I got a doll carriage for Christmas when I was six “going on” seven. That’s the only thing I wanted, and just about the only thing I got. It was the cheapest one my folks could find. I took it out, proudly wheeling my doll baby, and the first time I tried to maneuver the thing off the sidewalk to cross the street, the wheel bent and broke. I struggled, but managed to get it back to the house. I called to my mother from the patio doorway to show it to her and was not prepared for her reaction. She started screeching and screaming at me that I had deliberately “mangled” the carriage and if I thought she was going to replace it, I was “sadly mistaken.” She kept asking me over and over again what I had done to damage it. I kept telling her, over and over again, that I had done nothing. The hand came out and cracked me across the cheek so quickly that I didn’t see it coming.
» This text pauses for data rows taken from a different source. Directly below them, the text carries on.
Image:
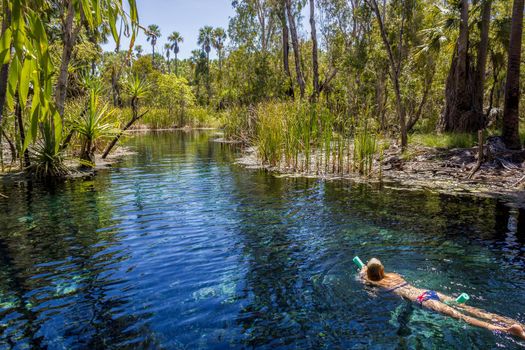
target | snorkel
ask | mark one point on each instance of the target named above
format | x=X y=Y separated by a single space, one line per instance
x=461 y=299
x=358 y=262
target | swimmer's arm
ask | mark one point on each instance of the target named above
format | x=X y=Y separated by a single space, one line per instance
x=449 y=311
x=478 y=312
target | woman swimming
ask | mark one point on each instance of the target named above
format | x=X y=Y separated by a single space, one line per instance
x=374 y=273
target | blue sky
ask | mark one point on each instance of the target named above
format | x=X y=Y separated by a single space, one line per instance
x=184 y=16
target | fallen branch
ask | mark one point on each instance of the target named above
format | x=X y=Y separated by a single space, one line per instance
x=119 y=135
x=519 y=182
x=480 y=155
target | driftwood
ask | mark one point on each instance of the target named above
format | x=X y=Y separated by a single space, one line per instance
x=119 y=135
x=481 y=157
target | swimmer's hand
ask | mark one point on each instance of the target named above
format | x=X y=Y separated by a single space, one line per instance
x=517 y=330
x=362 y=272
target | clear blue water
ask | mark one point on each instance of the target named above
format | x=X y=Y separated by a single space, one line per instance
x=178 y=248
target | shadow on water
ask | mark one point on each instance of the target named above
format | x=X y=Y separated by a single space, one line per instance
x=177 y=247
x=56 y=273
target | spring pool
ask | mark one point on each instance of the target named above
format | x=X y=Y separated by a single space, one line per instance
x=176 y=247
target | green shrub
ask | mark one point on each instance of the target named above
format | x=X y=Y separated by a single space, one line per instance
x=447 y=140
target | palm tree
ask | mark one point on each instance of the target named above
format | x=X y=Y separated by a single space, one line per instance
x=175 y=39
x=167 y=50
x=139 y=50
x=219 y=36
x=205 y=40
x=512 y=87
x=153 y=34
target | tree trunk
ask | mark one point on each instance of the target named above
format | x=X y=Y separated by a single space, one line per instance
x=176 y=66
x=315 y=61
x=20 y=121
x=286 y=51
x=119 y=135
x=295 y=44
x=479 y=78
x=69 y=40
x=153 y=56
x=4 y=71
x=511 y=135
x=462 y=87
x=394 y=74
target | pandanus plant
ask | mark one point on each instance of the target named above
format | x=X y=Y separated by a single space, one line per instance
x=153 y=33
x=174 y=40
x=92 y=126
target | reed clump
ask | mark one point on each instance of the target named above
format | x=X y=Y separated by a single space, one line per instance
x=306 y=138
I starting sobbing that I had done nothing to break the carriage, I loved it and would never do anything to damage it. Each denial brought another blow—on the same cheek I might add. I finally “confessed” to deliberately breaking the carriage as it was obvious, even to my childish mind, that that was the only answer she would accept which, in turn, would stop the hand. She made a big show of taking the carriage, spilling out the doll and blankets, then throwing it into a heap by the garbage can.
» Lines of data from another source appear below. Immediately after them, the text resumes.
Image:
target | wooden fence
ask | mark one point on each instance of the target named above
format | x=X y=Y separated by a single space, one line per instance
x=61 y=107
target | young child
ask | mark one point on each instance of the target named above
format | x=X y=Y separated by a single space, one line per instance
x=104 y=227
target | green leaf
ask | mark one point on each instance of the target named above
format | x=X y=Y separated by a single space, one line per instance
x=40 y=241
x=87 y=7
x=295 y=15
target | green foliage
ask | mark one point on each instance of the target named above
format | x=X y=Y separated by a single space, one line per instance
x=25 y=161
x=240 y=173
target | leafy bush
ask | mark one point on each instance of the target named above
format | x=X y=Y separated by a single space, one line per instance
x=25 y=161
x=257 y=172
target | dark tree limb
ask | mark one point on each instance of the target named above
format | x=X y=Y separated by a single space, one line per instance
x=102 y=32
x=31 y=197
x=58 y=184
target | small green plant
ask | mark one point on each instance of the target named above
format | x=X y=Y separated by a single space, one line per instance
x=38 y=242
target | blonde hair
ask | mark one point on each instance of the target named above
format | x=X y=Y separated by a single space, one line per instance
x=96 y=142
After Christmas break, I was repeatedly asked, “whadja get?” for Christmas. I regaled my classmates with lies of presents picked out just for me, by sober parents who cared... (as it was not likely they would ever be invited to my house to play with any of my things.) Instinctively, I displayed childish wisdom to hide the stigma of parental alcoholism.
This is meant as a gentle nudge to parents: Please caution your children not to ask what others receive for Christmas, Hanukkah, Kwanza, or any other celebratory holiday. Those children who want to share will do so without prodding; those who don’t will be grateful for the kindness of not being asked.